Lejos del glamour, la estilización cool o el regodeo pop de los Lin-Manuel Miranda, los Baz Luhrmann o los Rob Marshall, Spielberg opta por un musical más austero, más contenido y -sí- más clásico: no es que a Amor sin barreras, que no es otra cosa que una adaptación de Romeo y Julieta a las calles de la Nueva York de los años '50, le falte a espectacularidad (ya el plano secuencia aéreo del inicial con la cámara apostando a un encuadre cenital para mostrar el derruido Hell’s Kitchen en un Upper West Side que parece zona de guerra es portentoso), pero sin traicionar el espíritu del género lo suyo es siempre funcional a la historia principal. Nada de caprichos, florituras o desbordes accesorios, superfluos e innecesarios.
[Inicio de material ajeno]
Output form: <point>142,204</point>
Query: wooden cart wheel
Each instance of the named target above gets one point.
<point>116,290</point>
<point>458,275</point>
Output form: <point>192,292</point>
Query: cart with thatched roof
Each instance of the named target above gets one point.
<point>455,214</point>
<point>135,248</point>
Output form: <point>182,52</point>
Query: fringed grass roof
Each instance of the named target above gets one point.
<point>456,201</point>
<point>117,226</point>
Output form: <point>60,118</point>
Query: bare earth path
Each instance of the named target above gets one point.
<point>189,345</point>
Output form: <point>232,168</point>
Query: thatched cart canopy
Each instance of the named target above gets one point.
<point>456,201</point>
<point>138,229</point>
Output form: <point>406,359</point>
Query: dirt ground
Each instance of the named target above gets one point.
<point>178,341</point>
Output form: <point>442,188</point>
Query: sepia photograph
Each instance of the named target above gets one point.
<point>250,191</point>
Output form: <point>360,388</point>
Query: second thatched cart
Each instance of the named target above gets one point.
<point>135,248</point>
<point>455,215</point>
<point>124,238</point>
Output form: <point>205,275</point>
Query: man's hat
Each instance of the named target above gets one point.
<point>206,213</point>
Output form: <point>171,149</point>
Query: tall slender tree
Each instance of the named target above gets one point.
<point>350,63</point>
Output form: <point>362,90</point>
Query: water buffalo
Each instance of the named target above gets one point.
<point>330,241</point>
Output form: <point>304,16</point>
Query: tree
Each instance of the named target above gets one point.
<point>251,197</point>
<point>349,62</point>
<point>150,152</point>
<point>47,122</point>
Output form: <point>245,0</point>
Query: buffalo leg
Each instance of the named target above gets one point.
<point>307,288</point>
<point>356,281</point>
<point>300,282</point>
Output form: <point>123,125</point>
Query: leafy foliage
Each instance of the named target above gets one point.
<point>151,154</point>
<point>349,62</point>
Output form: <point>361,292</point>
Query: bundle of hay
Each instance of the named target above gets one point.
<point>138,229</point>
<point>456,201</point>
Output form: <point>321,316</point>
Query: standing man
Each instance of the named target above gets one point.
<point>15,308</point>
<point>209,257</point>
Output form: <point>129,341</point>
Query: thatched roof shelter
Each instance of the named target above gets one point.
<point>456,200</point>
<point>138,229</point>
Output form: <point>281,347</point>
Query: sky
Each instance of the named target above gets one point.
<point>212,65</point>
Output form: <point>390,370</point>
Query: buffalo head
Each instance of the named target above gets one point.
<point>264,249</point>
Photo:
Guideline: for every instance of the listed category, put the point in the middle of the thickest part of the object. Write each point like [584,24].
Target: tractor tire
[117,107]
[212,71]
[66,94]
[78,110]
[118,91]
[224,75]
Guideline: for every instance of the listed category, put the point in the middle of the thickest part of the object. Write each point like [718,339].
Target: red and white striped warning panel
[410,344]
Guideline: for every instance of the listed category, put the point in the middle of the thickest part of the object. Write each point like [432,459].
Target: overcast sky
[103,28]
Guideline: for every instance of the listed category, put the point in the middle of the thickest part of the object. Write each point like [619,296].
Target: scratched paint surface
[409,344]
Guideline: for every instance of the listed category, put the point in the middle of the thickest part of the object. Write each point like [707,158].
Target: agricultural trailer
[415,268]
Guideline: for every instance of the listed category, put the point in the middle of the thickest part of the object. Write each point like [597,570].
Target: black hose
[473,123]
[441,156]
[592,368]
El Romeo y la Julieta de la película son Tony (un Ansel Elgort que merece ser reivindicado en plan Marlon Brando) y María (Rachel Zegler). Y el amor es prohibido porque está amenazado por el odio del entorno, ese que enfrenta a los Sharks de origen puertorriqueño con los Jets, una pandilla de jóvenes estadounidenses de familias que en muchos casos provienen de Europa (el personaje de Elgort tiene raíces polacas). Sí, el racismo, el nacionalismo, el orgullo, la identidad y esa supesta “pureza” que no hace otra cosa que alimentar el odio y la violencia.
Las canciones, las interpretaciones, las coreografías están -vaya novedad- muy bien filmadas, pero jamás resultan ostentosas. En ese sentido, Amor sin barreras corre incluso el riesgo de no ser lo suficientemente demagógica con los consumidores habituales del género y que tampoco interese demasiado a los spielbergeanos que odian el musical y solo la verían por seguir la filmografía de su director favorito.
Quizás una de las mayores audacias de Spielberg haya sido no solo elegir unos cuantos intérpretes latinos sino hacerlos hablar en muchos casos en español (y, según leí, sin doblar ni subtitular sus diálogos). El resto -no menor- pasa por el brillante trabajo de su habitual DF Janusz Kaminski y los aportes expresivos y vocales de Rachel Zegler como la Maria que interpretara Natalie Wood, la extraordinaria Ariana DeBose como Anita, David Alvarez como un boxeador llamado Bernardo que lidera los Sharks y la legendaria Rita Moreno, a sus 89 años, volviendo a la historia que coprotagonizó hace medio siglo, ahora en el papel de Valentina. Como ella, vale la pena regresar a Amor sin barreras de la mano de ese excelso narrador llamado Steven Spielberg.